Monday, August 5, 2013

Descartes - The Meditations

"1) Descartes' best argument for the existence of God - bearing in mind this is supposedly one of the best philosophers in history - boils down to 'I can imagine him, therefore he exists.' I mean, honestly. A five-year-old could come up with better reasoning.
...
2) Many of the sentences take up half a page.

3) The style is so dense that sometimes you have to read something three times to make it make sense, and even that doesn't always work.
...
4) Woolly thinking. Need I say more?
...I don't think I shall read any more philosophy. Sorry."


"this epistemology is a piss of puss and puke!"


"What a weird guy."


"The relentless latinate style grew tiresome quickly ... On the plus side: in places he achieves a jagged informality that's very intimate (especially for 1637); and the architecture of his sentences is at times impressive. Sounded more like 18th century (English anyway) than early 17th."

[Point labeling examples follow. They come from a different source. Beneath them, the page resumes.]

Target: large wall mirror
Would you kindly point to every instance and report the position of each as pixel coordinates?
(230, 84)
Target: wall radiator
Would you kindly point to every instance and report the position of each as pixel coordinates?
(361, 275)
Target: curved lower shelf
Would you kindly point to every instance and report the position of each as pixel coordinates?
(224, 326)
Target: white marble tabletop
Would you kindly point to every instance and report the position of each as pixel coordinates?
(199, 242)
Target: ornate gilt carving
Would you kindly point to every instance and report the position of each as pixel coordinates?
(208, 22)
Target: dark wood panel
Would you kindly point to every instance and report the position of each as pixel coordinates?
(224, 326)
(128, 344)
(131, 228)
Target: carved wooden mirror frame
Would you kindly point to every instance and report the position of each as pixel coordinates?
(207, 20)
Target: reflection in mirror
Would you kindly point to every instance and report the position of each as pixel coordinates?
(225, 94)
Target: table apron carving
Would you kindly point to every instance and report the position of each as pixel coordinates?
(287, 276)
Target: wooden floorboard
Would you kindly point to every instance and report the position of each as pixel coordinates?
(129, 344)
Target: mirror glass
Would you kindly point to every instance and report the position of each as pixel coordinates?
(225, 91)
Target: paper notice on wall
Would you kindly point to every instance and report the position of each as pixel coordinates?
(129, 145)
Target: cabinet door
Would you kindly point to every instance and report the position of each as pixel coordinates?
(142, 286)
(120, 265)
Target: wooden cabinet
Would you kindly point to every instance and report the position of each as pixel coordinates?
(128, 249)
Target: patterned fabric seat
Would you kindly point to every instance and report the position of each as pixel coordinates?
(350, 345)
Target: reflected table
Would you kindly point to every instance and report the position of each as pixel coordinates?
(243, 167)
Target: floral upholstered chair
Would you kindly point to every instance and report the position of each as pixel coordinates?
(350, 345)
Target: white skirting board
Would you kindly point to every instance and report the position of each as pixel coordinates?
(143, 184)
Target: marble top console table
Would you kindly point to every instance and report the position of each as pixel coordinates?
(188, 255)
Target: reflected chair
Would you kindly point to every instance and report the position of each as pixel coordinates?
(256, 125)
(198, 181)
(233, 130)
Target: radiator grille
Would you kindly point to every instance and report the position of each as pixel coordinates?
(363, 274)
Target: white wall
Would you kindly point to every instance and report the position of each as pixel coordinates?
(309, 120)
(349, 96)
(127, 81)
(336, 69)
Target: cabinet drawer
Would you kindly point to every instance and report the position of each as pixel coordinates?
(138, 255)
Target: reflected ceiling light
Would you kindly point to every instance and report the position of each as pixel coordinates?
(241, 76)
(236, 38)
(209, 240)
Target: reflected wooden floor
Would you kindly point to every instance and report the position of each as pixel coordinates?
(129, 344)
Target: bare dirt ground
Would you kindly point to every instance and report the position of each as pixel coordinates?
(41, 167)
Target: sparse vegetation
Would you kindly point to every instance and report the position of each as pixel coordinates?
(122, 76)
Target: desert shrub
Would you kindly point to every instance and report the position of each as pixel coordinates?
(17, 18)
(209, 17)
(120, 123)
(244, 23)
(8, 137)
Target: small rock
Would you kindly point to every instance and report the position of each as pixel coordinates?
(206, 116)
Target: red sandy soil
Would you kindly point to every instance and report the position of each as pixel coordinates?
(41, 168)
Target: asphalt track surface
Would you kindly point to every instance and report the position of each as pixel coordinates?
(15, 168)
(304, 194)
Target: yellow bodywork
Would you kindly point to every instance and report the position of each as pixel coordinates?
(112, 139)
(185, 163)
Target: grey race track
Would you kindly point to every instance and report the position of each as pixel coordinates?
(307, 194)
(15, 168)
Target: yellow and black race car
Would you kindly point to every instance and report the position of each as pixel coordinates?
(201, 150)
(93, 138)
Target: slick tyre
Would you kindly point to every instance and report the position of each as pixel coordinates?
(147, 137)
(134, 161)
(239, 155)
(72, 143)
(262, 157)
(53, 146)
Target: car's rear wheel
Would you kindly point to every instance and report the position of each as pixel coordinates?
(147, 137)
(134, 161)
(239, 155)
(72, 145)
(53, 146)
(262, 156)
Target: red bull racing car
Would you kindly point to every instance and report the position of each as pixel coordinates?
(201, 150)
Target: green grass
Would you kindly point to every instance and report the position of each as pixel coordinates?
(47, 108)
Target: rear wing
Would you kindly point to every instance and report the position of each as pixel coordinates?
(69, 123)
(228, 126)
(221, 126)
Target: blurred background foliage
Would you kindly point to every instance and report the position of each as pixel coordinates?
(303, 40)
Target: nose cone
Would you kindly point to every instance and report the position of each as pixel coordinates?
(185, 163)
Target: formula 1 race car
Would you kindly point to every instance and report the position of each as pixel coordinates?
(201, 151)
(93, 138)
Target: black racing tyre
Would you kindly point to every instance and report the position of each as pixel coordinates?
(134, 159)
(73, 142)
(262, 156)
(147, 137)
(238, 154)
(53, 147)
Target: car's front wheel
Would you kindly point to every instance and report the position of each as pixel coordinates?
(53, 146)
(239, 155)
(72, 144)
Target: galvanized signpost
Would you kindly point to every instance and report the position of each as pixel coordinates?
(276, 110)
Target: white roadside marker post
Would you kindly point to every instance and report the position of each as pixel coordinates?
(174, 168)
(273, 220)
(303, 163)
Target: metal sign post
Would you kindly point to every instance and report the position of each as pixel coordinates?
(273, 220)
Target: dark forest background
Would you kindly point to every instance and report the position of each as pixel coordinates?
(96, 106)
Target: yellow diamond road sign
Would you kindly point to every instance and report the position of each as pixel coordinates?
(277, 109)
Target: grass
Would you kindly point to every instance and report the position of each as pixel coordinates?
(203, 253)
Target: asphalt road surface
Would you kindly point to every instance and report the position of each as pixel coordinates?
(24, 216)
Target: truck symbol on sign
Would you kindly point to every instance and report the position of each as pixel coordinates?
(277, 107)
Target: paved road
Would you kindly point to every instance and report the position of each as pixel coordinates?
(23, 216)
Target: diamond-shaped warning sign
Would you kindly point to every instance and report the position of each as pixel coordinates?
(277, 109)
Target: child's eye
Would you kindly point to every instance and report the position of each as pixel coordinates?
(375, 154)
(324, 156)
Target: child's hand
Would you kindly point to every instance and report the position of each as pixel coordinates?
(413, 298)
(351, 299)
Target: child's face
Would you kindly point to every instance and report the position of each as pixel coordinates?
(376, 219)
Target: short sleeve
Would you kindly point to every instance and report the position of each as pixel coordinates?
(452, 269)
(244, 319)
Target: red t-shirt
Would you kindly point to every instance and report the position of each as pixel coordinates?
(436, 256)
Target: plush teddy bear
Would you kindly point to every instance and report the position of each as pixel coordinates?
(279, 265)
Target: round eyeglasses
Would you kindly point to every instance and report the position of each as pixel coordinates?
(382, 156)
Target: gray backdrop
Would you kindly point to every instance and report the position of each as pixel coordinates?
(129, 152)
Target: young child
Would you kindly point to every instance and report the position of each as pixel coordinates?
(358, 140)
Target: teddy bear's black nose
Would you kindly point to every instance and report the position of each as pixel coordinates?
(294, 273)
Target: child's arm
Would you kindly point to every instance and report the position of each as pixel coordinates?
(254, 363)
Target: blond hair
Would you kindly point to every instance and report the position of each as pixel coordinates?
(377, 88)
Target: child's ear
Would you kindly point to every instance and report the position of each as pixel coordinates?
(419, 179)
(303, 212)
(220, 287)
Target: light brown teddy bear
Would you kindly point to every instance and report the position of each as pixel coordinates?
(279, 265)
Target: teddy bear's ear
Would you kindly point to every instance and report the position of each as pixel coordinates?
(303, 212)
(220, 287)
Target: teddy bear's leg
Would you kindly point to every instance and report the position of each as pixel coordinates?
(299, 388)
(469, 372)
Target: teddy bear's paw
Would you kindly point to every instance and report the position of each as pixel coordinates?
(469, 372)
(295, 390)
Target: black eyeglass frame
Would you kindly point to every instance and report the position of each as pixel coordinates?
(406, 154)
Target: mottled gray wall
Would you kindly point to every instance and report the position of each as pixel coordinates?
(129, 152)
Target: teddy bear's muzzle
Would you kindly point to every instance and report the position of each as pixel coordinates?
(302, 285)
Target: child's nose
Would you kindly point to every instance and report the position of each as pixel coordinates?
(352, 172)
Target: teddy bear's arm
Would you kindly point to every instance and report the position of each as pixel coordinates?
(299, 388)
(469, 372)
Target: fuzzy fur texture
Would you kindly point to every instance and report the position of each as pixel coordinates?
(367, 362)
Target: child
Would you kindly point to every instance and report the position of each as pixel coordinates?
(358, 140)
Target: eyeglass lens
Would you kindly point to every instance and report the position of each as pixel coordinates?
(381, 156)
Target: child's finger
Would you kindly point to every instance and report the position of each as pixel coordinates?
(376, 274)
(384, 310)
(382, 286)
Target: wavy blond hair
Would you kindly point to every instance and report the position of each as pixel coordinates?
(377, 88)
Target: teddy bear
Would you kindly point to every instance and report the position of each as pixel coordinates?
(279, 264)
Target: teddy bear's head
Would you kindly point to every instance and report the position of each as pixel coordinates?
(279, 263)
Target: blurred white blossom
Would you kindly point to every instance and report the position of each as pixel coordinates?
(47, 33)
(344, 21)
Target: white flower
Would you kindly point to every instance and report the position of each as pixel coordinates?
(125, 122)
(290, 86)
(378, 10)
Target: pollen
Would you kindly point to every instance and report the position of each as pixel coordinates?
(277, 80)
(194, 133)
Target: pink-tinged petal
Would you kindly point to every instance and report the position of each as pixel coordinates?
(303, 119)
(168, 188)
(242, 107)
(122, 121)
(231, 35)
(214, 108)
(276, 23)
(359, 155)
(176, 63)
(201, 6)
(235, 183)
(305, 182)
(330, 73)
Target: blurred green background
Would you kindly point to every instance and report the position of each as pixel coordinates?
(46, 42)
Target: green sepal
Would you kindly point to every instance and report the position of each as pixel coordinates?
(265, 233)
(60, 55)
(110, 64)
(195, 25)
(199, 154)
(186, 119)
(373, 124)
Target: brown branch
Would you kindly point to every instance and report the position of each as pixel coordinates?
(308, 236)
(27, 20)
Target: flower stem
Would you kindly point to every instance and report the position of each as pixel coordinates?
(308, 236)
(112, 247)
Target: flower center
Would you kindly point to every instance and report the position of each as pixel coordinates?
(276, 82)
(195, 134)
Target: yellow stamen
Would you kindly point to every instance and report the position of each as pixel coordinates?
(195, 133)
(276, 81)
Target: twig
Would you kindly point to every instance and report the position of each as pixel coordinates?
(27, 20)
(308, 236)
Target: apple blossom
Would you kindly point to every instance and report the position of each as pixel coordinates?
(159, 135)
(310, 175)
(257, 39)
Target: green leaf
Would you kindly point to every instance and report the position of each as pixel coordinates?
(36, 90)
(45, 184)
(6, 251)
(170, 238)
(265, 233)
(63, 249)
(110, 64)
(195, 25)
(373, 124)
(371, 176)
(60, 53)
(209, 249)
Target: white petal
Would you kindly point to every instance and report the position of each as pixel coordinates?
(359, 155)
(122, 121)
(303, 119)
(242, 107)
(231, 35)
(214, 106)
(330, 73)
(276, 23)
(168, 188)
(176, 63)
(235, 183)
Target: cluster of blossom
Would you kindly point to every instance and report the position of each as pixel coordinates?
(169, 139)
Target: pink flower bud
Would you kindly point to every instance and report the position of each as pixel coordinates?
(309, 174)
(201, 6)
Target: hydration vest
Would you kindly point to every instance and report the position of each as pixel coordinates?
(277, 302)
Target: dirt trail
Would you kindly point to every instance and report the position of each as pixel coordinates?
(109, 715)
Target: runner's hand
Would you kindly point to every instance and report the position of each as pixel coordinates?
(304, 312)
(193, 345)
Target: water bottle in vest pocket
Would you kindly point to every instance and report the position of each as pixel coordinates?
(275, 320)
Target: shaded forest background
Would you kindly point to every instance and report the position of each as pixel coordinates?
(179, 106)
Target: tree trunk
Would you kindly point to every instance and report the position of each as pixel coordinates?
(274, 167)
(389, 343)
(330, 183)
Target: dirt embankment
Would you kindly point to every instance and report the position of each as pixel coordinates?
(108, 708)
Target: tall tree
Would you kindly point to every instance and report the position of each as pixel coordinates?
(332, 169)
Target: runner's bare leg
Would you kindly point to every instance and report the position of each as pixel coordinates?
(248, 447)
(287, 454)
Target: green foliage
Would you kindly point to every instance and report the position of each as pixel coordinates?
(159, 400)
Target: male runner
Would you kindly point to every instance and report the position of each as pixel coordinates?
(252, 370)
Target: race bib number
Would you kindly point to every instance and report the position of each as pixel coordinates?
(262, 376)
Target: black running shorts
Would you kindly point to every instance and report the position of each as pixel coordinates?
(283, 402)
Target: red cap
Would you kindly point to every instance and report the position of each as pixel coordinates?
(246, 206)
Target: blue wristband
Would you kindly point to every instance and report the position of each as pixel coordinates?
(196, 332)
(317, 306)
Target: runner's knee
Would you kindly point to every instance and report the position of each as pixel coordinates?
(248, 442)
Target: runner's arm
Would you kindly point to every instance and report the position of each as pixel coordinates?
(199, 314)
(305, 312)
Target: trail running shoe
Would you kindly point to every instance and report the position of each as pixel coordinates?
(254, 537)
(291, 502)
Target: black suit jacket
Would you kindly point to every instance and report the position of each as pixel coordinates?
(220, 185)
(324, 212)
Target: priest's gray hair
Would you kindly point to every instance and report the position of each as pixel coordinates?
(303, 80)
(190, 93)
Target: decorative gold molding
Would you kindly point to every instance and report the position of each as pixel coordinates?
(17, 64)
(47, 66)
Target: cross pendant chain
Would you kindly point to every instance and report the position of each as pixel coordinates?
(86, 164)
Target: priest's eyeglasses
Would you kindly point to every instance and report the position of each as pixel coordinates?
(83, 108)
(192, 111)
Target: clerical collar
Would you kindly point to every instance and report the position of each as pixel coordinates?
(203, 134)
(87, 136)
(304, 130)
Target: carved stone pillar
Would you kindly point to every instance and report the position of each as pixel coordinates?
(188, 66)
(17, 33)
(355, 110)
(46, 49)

THINGS GET PRETTY LATINATE WHEN YOU'RE WRITING IN LATIN


"Oh, Descartes. You are silly."


"Note that this is one of the texts modern Western philosophy built itself up upon. What does that say about the philosophical project?"


"cogito ergo sum of the square root of pi asshole. ugh, Descartes is so freaking pretentious and really it's not even that prolific people ... freaking simpletons, don't people tire of this shit."


"I've been rereading this while rereading LOTR, and I cannot help hearing Descartes as Morgoth, Sauron, Saruman, or any number of other characters who look at reality as something to be conquered and bent to one's will."